What is "Caribbean" art? ("Art" in the widest sense, encompassing the visual, the musical, the literary, the performative etc.) Who decides? What should it look like, sound like, feel like? What should it be trying to do? Forty years after the "Independence moment" of the 1950s and 1960s, these are increasingly crucial, troubling, and stimulating questions for artists in the Caribbean, as well as their audiences.

There is a sense in which those artists who were in their prime during this "Independence moment" scripted--and continue to script--the narrative of Caribbean art. They devised the models, they created the mythologies, they cleared spaces, their works and their personas came to define what art in the Caribbean can and ought to be and do. But the Caribbean has changed radically in the last forty years. Are the celebrated models and definitions still relevant? Can they be adapted? Must they be replaced? By whom? For whom?

These are questions no single person can answer, and the familiar method of making soapbox declarations and issuing manifestos seems to lead to antagonisms and misunderstandings. What we need, perhaps, is to engage more consciously in a process of conversation, where everyone is both a speaker and a listener, where problems and questions are tackled from many directions at once, where above all we pay real attention to each other, make a real attempt to engage in understanding.
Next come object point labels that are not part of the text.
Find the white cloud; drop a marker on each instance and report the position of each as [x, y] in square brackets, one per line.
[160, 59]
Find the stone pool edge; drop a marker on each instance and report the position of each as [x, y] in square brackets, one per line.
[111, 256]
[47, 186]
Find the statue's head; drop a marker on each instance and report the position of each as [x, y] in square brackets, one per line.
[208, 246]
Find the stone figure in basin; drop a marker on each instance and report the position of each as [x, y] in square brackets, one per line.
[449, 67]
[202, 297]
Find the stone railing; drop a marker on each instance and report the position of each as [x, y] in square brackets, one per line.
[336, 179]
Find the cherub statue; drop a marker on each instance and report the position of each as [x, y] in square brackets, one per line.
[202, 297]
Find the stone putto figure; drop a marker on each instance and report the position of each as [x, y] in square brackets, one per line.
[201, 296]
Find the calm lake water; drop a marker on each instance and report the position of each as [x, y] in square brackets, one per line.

The ultimate aim of Galvanize is the establishment of a regular (annual or biennial?) series of arts programmes based in Port of Spain and tackling the above questions and many others by bringing artists, critics, and audiences into fruitful conversations. The presence of several hundred artists and arts administrators in Trinidad in September 2006 for Carifesta IX is the stimulus for starting this project--you could say we've been galvanised into action by the resurrection of Carifesta--but this project is best thought of as an independent effort aimed at addressing precisely those questions that Carifesta, with its "Independence moment" origins, seems blind to.

Galvanise 2006 is a modest effort to get the conversation started--call it a prototype.

Focusing on art in Trinidad and Tobago, to start with, the Galvanise team/collective will coordinate a series of exhibition, performance, and discussion events in which a selected group of artists, writers, musicians, performers, and critics will get the conversation going, with the hope of staging a larger, more ambitious event along similar lines in 2007.